FISTF World Cup – Open Teams Event: RODGERS (ROI) and MOORE (ROI)

ROME – Comments from Ireland players Brendan RODGERS (ROI) and Gary MOORE (ROI) after the group phase of the Open Team category at the FISTF World Cup in Rome on Sunday.


On being at the World Cup:
“This is my first World Cup. It’s an amazing experience and I think the team event is really fantastic. It gives you that feeling of team spirit and everybody’s rooting for the other person more than in the individual tournament.”

On how aware he is of the other tables in the team event while he’s playing:
“I wasn’t aware of anything that was happening on any other table at all. I was concentrating on my own game and I only realised what the score was when the final whistle went. I think maybe that works for a lot of people. Other people might like to see where they stand and maybe they play towards that depending on what’s happening on the board. But I think just play your own game and see what happens.”

On what he takes away from the tournament:
“The standard is amazing, the standard’s so high. The best players are just so accurate and so fast. It really is amazing.”


On whether defeating Germany 2-1 in the group phase was a surprise:
“A surprise? No … but yes. We thought of it as a game that we could definitely compete in and I think the lads played outstanding. It was a real team effort.

“We’re very proud in Ireland, no matter what sport it is, we get behind the team, especially when we see them winning.”

On the game against Germany and his game in particular:
“Brendan wasn’t aware of what was going on; I was very aware of what was going on. And I was also in an envious position of being 3-1 up at halftime but I knew how tight that would be if he scored again quickly in the second half, and that’s exactly what happened. So then I became very aware of what was going on in every other game.
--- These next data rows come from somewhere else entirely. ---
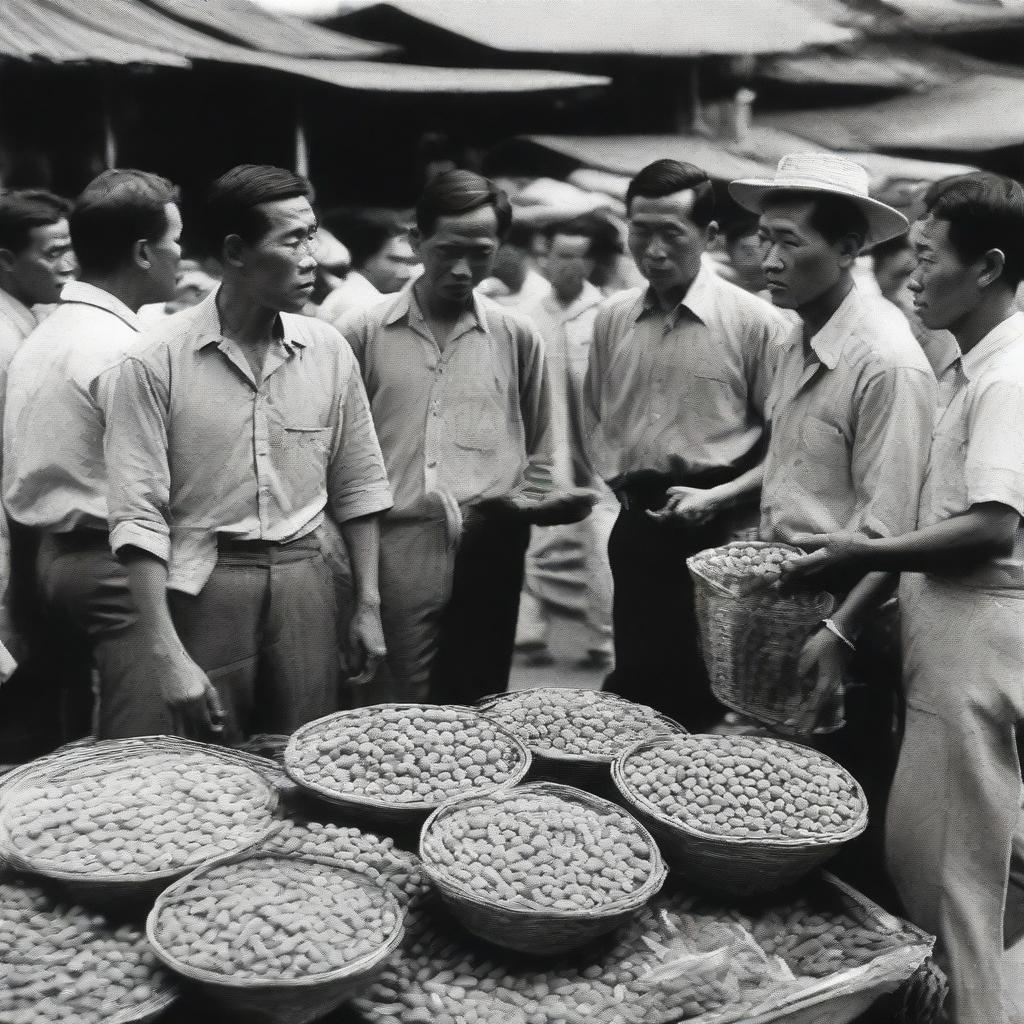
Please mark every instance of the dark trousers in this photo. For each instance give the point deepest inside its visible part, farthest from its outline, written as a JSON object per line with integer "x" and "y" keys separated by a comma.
{"x": 657, "y": 649}
{"x": 477, "y": 626}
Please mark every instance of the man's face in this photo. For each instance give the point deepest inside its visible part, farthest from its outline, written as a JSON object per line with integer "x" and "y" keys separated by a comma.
{"x": 665, "y": 243}
{"x": 42, "y": 268}
{"x": 568, "y": 264}
{"x": 799, "y": 263}
{"x": 459, "y": 254}
{"x": 281, "y": 266}
{"x": 944, "y": 289}
{"x": 392, "y": 267}
{"x": 165, "y": 257}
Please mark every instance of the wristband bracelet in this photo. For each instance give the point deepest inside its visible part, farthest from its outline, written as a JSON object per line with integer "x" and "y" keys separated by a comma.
{"x": 837, "y": 632}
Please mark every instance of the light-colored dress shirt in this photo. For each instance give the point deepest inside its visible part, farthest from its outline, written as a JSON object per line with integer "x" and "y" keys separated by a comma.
{"x": 355, "y": 292}
{"x": 198, "y": 446}
{"x": 851, "y": 417}
{"x": 681, "y": 392}
{"x": 978, "y": 443}
{"x": 458, "y": 425}
{"x": 58, "y": 393}
{"x": 567, "y": 332}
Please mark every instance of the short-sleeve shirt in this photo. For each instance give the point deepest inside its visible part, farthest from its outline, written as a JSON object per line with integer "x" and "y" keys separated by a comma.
{"x": 978, "y": 443}
{"x": 198, "y": 448}
{"x": 460, "y": 424}
{"x": 682, "y": 392}
{"x": 851, "y": 417}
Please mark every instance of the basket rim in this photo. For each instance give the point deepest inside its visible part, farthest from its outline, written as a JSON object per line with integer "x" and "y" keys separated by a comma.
{"x": 118, "y": 749}
{"x": 485, "y": 705}
{"x": 638, "y": 898}
{"x": 396, "y": 806}
{"x": 739, "y": 842}
{"x": 357, "y": 967}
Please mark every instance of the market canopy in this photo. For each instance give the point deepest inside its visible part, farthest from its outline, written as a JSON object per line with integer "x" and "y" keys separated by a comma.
{"x": 653, "y": 29}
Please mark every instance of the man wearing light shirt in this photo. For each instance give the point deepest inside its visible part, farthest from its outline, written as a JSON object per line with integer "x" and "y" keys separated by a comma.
{"x": 237, "y": 427}
{"x": 125, "y": 227}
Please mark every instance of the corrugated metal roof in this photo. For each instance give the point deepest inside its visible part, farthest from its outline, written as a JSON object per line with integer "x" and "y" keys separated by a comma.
{"x": 982, "y": 112}
{"x": 247, "y": 23}
{"x": 652, "y": 29}
{"x": 46, "y": 30}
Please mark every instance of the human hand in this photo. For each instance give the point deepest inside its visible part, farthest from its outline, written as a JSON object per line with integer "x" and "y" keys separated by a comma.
{"x": 366, "y": 639}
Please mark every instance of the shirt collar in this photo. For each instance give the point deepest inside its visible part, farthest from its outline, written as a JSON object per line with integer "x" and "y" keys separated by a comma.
{"x": 997, "y": 340}
{"x": 827, "y": 344}
{"x": 699, "y": 299}
{"x": 88, "y": 295}
{"x": 206, "y": 320}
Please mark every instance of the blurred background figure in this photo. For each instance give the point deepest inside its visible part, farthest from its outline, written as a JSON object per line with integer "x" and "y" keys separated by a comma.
{"x": 381, "y": 259}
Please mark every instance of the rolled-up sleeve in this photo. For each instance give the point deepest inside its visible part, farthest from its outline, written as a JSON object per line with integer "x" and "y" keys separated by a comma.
{"x": 993, "y": 467}
{"x": 895, "y": 416}
{"x": 135, "y": 444}
{"x": 356, "y": 479}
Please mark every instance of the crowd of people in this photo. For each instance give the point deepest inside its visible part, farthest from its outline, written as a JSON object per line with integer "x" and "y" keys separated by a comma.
{"x": 306, "y": 488}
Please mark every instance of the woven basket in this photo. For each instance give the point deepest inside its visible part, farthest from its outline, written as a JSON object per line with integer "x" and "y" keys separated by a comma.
{"x": 752, "y": 639}
{"x": 108, "y": 889}
{"x": 532, "y": 930}
{"x": 395, "y": 812}
{"x": 585, "y": 771}
{"x": 281, "y": 1000}
{"x": 734, "y": 865}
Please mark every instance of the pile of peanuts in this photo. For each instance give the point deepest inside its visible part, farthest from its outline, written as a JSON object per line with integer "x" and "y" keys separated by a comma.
{"x": 744, "y": 786}
{"x": 373, "y": 855}
{"x": 537, "y": 850}
{"x": 580, "y": 723}
{"x": 151, "y": 813}
{"x": 413, "y": 754}
{"x": 274, "y": 918}
{"x": 62, "y": 964}
{"x": 678, "y": 960}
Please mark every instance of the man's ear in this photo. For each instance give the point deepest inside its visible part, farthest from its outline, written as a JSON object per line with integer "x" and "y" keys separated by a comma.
{"x": 990, "y": 267}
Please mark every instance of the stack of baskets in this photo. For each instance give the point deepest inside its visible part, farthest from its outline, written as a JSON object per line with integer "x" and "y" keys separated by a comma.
{"x": 538, "y": 918}
{"x": 752, "y": 632}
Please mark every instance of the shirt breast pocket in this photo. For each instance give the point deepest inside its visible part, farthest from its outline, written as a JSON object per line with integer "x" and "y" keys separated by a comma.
{"x": 823, "y": 460}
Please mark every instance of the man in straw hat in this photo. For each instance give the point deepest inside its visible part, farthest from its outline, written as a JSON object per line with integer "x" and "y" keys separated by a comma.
{"x": 678, "y": 374}
{"x": 954, "y": 815}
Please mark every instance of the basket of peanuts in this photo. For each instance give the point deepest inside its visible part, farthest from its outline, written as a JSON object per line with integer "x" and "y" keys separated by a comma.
{"x": 542, "y": 868}
{"x": 394, "y": 763}
{"x": 740, "y": 814}
{"x": 65, "y": 965}
{"x": 574, "y": 734}
{"x": 117, "y": 821}
{"x": 752, "y": 631}
{"x": 275, "y": 938}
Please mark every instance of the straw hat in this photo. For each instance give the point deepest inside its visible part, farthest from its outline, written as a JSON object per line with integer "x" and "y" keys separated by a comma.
{"x": 824, "y": 172}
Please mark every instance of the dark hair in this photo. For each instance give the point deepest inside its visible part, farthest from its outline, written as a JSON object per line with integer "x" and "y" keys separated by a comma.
{"x": 833, "y": 217}
{"x": 666, "y": 177}
{"x": 459, "y": 192}
{"x": 117, "y": 209}
{"x": 22, "y": 211}
{"x": 984, "y": 211}
{"x": 365, "y": 231}
{"x": 233, "y": 201}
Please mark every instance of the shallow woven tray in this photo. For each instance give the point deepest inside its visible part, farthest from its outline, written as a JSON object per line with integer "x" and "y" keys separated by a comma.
{"x": 736, "y": 865}
{"x": 111, "y": 889}
{"x": 542, "y": 930}
{"x": 389, "y": 811}
{"x": 751, "y": 650}
{"x": 281, "y": 1000}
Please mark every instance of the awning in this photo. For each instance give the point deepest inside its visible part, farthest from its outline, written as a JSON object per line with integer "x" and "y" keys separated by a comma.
{"x": 651, "y": 29}
{"x": 983, "y": 112}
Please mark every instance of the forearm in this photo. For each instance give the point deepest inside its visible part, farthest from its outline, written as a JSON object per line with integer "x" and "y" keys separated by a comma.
{"x": 361, "y": 538}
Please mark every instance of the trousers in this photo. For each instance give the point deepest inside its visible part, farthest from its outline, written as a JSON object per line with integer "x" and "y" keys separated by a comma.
{"x": 264, "y": 630}
{"x": 955, "y": 803}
“But then of course when you start your own game proper and switch off to the rest, you can concentrate more and thankfully I hung in there and the guys did really, really well.”

On what the team learned from the 4-0 loss to Malta:
“How to not miss the ball [laughs]. How to hold possession, how to attack so quickly. They practice, practice, practice, they play in the big tournaments all the time. They’re at the highest level for a reason, they didn’t get here by fluke.”